La segunda consideración proviene de entender al paisaje como el resultado del compromiso entre cultura y naturaleza. El hombre transforma la naturaleza en paisaje por su acción o incluso por su mirada. Es necesario el hombre para que exista el paisaje y es por lo tanto una creación suya, es artificial y subjetivo. El paisaje es una naturaleza antropizada; formada, como en el caso rural por un equilibrio tranquilo en el tiempo, donde coexisten maneras de explotar la tierra, regímenes de propiedad, estructuras de caminos y veredas, edificaciones dispersas y agrupadas, ríos, barrancos, montañas, bosques, etc. Cualquier manipulación de alguno de estos elementos transforma el paisaje.
Esta condición hace que si cambian las premisas culturales, cambia el paisaje, y cuando el cambio no está sólo afectado por una cultura rural, sino que incide sobre el territorio una potente civilización como la nuestra; una civilización que ata ciudades entre sí, desvía ríos, corona cordilleras con molinos de viento, construye potentes líneas eléctricas que no se entienden desde la lógica de la propia tierra, sino de las ciudades lejanas a las que hay que transportar energía; nos damos cuenta de lo frágil que resulta el paisaje rural frente a transformaciones de la civilización contemporánea.
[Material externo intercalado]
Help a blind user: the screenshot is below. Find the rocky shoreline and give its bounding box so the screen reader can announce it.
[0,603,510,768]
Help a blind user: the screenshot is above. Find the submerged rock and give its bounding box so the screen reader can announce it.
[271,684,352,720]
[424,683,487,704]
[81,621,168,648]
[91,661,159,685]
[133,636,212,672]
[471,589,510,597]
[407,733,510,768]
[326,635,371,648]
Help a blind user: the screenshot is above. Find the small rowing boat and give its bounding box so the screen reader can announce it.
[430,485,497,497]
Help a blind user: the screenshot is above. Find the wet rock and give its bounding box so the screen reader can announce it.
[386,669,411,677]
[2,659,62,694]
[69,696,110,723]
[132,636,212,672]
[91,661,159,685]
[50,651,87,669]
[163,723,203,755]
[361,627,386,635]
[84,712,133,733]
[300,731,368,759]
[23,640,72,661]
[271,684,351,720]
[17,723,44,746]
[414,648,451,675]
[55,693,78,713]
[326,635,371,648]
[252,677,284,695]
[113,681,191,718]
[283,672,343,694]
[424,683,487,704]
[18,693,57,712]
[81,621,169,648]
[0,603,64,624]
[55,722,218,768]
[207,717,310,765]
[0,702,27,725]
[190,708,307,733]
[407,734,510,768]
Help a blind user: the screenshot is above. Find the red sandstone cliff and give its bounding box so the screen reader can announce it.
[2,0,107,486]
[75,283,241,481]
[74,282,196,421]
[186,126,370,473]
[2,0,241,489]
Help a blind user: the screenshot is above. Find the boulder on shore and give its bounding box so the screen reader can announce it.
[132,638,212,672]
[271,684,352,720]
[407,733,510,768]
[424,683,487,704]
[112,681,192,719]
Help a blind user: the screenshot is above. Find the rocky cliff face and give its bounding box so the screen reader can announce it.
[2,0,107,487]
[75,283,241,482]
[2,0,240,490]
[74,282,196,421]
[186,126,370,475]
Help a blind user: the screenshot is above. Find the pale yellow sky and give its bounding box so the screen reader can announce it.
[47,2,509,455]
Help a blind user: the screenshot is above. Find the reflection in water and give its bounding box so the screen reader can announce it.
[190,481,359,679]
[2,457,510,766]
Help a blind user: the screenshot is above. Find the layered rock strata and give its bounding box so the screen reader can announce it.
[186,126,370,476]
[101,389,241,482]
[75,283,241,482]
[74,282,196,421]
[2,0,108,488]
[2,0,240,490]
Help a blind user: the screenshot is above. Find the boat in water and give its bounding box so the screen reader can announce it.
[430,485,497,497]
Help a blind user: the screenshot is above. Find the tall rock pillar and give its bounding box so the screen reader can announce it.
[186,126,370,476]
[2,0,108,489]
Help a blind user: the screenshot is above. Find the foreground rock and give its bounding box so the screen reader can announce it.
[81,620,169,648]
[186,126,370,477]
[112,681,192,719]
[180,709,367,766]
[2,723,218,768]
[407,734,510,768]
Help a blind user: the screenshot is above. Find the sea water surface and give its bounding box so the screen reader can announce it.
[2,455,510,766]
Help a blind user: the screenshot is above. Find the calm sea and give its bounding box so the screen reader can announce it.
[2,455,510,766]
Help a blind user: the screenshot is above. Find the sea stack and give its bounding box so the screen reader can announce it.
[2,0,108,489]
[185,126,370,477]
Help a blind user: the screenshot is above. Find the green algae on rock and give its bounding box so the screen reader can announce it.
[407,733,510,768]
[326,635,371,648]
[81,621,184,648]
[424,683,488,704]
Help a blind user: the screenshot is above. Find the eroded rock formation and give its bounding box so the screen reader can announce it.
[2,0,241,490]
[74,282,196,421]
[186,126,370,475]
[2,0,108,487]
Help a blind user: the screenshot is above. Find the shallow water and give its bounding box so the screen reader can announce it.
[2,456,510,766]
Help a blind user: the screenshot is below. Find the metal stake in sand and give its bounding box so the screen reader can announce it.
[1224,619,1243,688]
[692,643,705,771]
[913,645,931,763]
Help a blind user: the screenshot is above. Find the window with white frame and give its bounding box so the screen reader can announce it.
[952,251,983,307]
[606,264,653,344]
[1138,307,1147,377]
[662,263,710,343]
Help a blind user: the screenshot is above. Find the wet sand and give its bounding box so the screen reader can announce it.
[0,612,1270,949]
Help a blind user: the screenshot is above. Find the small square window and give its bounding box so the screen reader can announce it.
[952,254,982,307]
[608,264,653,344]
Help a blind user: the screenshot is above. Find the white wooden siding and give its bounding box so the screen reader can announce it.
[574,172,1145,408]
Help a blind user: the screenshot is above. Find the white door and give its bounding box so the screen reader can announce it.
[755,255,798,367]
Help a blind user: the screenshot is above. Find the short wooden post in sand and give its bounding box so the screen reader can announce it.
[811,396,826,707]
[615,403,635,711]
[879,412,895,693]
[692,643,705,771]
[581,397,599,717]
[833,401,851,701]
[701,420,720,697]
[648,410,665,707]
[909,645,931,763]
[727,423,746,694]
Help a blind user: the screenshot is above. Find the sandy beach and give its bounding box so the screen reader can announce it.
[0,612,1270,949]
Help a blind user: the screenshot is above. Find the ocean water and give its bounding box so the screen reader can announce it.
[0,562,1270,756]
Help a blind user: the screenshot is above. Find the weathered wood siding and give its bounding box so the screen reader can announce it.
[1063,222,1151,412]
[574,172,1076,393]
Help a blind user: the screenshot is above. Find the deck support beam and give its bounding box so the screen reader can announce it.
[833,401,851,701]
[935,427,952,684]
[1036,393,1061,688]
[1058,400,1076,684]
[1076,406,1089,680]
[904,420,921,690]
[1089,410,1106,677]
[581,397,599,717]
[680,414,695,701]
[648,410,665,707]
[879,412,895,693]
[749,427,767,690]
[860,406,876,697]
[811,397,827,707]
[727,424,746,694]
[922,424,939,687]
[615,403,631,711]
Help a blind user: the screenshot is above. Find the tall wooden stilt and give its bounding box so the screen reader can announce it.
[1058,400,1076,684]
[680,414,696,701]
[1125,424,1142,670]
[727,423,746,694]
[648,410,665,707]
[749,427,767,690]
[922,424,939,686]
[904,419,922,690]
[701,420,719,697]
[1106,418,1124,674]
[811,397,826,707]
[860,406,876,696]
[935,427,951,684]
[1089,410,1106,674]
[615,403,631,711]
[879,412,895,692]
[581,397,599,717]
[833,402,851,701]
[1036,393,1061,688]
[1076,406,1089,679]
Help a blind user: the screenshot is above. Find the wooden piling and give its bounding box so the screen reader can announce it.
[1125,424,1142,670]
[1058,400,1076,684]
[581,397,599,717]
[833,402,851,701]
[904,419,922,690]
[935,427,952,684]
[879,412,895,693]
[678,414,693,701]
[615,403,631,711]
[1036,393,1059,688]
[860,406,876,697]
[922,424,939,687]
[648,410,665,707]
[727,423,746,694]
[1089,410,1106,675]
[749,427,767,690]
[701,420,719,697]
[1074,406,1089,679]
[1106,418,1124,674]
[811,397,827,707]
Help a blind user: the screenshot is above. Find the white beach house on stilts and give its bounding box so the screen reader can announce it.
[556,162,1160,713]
Este tema del paisaje es un tema de rabiosa actualidad, recientemente el profesor Luis Fernández Galiano se cuestionaba que el paisaje pueda estar protegido por cualquier ley del suelo genérica. Introducía un juego de palabras brillante, como son generalmente sus intervenciones, y entiendo que con una particular fecundidad cuando frente a la Ley del Suelo propone la Ley de la Tierra, de la que dice que 'es una ley del lugar que extrae su sentido de la huella'; de ahí el interés en conocer y valorar aquello que queremos proteger, saber leer, conocer sus posibilidades formales, estructurales, incluso plásticas.
El equilibrio en nuestros paisajes es difícil y complejo, ya que es un equilibrio a tres bandas, pues en él inciden: una lógica de la tierra creada por los hombres, una naturaleza preexistente, y una civilización con otra lógica, en este caso distante y ajena al territorio, pero a la cual se quiere estar conectado.
Miguel del Rey es profesor de la Universidad Politécnica de Valencia.